In a show of collaboration between the United States and Europe, BEA is unveiling a new data tool that aims to make it easier to access, compare and visualize economic data between the two regions.
The Bureau of Economic Analysis and the Commerce Data Service, which are both part of the U.S. Commerce Department, have teamed up with Eurostat, the Statistical Office of the European Union, to build this new open-source data tool.
The tool is being built on the statistical programming language called “R” that taps into BEA’s and Eurostat’s huge databases and provides analysts, researchers, economists, data-savvy entrepreneurs and others quick access to economic statistics – requiring only a few lines of code to do so.
GDP, disposable income and employment by industry and by geographic region are among the key economic statistics that will be available as part of the new data tool.
How could this new tool be used? Here are just a couple of examples:
- Economic developers in Europe and the United States could use the data to aid decisions about where to target resources to attract economic development to specific areas. These data also support research related to understanding local economic dynamics and the longer-term impacts of different development strategies.

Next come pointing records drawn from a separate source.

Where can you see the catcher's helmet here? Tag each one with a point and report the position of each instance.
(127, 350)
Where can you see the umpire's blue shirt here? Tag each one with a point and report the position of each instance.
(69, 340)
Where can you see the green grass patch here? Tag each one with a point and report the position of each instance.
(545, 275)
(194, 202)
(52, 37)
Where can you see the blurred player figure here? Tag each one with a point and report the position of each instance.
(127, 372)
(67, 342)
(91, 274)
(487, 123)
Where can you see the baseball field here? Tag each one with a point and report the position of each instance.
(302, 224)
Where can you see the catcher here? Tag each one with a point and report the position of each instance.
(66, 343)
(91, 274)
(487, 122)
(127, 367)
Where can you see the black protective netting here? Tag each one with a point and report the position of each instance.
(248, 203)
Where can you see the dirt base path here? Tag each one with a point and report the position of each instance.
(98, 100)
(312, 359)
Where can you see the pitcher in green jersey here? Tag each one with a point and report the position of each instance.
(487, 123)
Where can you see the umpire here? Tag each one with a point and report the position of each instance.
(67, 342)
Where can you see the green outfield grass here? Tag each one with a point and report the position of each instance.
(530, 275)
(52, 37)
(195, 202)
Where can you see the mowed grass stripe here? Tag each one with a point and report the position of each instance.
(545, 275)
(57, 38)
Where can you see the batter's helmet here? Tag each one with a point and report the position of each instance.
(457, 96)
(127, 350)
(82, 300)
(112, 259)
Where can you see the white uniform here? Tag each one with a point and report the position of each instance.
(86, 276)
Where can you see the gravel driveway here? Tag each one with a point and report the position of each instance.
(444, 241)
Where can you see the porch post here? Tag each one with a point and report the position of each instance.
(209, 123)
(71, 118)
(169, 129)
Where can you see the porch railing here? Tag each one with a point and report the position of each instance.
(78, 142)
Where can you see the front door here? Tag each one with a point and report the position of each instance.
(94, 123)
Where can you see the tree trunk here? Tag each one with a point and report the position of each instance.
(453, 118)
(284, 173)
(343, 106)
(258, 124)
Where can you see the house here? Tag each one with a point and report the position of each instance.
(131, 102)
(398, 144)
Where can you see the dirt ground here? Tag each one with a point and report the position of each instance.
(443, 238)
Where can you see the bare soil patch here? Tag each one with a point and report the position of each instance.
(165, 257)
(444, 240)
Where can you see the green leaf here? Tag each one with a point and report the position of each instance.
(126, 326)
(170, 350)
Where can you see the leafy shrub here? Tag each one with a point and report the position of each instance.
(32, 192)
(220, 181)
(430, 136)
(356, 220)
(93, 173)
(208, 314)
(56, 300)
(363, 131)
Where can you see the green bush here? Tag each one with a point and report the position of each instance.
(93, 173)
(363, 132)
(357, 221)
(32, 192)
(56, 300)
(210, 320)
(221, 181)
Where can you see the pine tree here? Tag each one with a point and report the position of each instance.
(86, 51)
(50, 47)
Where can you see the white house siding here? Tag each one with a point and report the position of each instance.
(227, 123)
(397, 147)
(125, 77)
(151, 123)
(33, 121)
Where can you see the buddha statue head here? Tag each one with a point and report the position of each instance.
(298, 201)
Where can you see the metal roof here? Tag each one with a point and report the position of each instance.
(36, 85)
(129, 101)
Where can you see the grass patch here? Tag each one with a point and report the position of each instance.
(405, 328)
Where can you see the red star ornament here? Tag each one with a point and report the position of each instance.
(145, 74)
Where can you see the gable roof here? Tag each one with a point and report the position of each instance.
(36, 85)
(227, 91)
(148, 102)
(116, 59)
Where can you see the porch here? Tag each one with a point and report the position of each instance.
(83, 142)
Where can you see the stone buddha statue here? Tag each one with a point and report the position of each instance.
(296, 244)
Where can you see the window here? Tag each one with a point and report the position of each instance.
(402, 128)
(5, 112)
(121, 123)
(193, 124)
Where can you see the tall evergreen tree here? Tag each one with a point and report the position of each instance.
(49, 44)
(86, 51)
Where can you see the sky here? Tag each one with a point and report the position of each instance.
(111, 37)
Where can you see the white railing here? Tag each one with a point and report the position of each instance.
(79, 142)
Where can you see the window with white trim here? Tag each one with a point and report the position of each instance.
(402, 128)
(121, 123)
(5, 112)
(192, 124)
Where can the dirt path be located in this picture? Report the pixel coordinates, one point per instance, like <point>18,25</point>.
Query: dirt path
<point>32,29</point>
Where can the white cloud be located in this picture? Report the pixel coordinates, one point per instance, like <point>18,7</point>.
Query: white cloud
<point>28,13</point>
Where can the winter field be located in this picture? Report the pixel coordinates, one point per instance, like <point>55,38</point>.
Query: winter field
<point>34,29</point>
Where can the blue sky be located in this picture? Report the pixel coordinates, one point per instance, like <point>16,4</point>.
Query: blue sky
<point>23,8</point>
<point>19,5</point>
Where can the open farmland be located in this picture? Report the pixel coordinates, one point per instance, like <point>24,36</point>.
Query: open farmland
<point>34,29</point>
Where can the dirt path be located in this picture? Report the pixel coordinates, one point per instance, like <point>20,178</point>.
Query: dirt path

- Business people and marketers (on both sides of the Atlantic) could analyze the data to make decisions on hiring and investing, such as identifying regions in Europe and the United States to build new plants or facilities or targeting regions to expand operations. These data also could provide a better understanding of the local industrial structure and how growth in a set of industries may affect the composition of the workforce in the area, thus leading to more informed decision making.
Justin Antonipillai, who leads the Commerce Department’s Economics and Statistics Administration with the Delegated Duties of the Under Secretary for Economic Affairs, is highlighting the open-source data partnership between the United States and the European Union while at the Web Summit this week in Lisbon, which bills itself as “Europe’s largest technology marketplace.”